Unraveling the Potential of AI in the Medical Practice: What Tools are There?
We have talked a lot about the issues surrounding AI in our medical practices, but now it’s time to think about tools we can use to improve our work lives. Several types of AI applications have the potential to be integrated into office settings now or very soon, offering benefits to both healthcare providers and patients. These AI tools can assist doctors in delivering more efficient, accurate, and patient-centric care. This assumes that the AI products have good data from an EMR to act upon, knowledge of the best evidence, and perhaps even some sense of what patients want. Here are some examples of tools that are here or with us very soon:
Clinical Decision Support Systems (CDSS):
CDSS can provide doctors with evidence-based recommendations and guidelines at the point of care. These systems can assist in diagnosing diseases, suggesting treatment options, and identifying potential drug interactions or allergies. They use data about your patient and compare it to guidelines and best practices to help you make confident decisions. This is becoming more and more automated. There is great potential in alerting us of issues we may have glanced over or missed.
Remote Patient Monitoring:
AI-powered remote monitoring devices can track patients’ vital signs and health metrics in real time. Primary care providers can use this data to manage chronic conditions and intervene when necessary proactively. Intelligent alerts are possible. We do not need to know every 100,000 heartbeats in a day, but we need to know when a patient is in A Fib, for example. AI rules can curate and make sense of masses of information in as it is being produced.
Natural Language Processing (NLP):
NLP tools can help doctors extract valuable information from unstructured clinical notes, medical records, and patient histories. This can save time and improve data-driven decision-making. Data can be coded in whatever coding system is preferred, extracted, transferred, normalized, anonymized and even shared to other systems more effectively with NLPs. Computers like coded data. NLP products can code our words for us and allow better mapping to other systems if we choose or are mandated to share it.
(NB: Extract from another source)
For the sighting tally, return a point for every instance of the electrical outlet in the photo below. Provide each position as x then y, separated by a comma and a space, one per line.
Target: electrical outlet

Healthcare Chatbots and Virtual Assistants:
Chatbots and virtual assistants can handle routine administrative tasks and appointment scheduling and provide patients with information about their conditions and treatment plans, freeing up doctors’ time and their staff. Some avatar-based assistants take emotional context into account and read facial expressions! These can be the front door to our clinics and ensure that patients are answered quickly and moved to the right care provider efficiently.
Disease Risk Prediction:
AI models can analyze patient data to predict the risk of developing certain diseases or conditions. Primary care providers can use these predictions for early intervention and prevention strategies. Health systems already use products built in Canada to monitor and report local disease outbreaks very early on!
Medication Management:
AI tools can assist in medication management more than identifying potential interactions. They can adjust dosage and remind patients to take their medications as prescribed. They can even be used to track adherence to a complex treatment regime over time and make comments about treatment success. This analysis can be used to prompt behaviour change in those who are trying hard to do the right thing for their illness.
Patient Triage:
AI-driven triage systems can help prioritize patients based on the severity of their symptoms or conditions, ensuring that those needing immediate attention receive it promptly. Very exciting developments are helping patients decide the right type of visit with the right person for the right problem.
Personalized Treatment Plans:
AI can analyze patient data to create personalized treatment plans, accounting for individual factors such as genetics, lifestyle, and medical history. This can bring us closer to Personalized medicine that seems less rote and formulaic. Evidence can be applied alongside patient preference and plans for best care created in real-time, then curated over time as information changes.
Telehealth and Telemedicine:
AI-enhanced telehealth platforms can facilitate remote consultations, allowing patients to connect with primary care providers virtually. AI can assist in diagnosing and triaging patients during these virtual visits. They can search for language, mood, facial expression and history cues that might help a new clinician make better decisions with a patient. Even conversations and text chains can be analyzed for cues of risk or harm, with patient consent to participate.
Administrative Efficiency:
AI can streamline administrative tasks such as appointment scheduling, billing, and insurance processing, allowing primary care providers to focus more on patient care. You will see a whole host of companies offering automation tools for practices that take much pedantic administrative work out of the hands of people who don’t like it and let it be run by machine. This will allow our staff to focus on more important human-centric tasks. Automation is way behind in healthcare. We are getting there, though!
The successful adoption of AI tools in community practices will depend on addressing some healthcare professionals’ concerns and distrust. This can be achieved through education, training, transparent AI development, and ongoing collaboration between healthcare providers and AI developers. As AI technology continues to mature and demonstrate its value in improving healthcare outcomes, its integration into primary and specialist care in the community will be more evident. Our practices will look very different in 5 years!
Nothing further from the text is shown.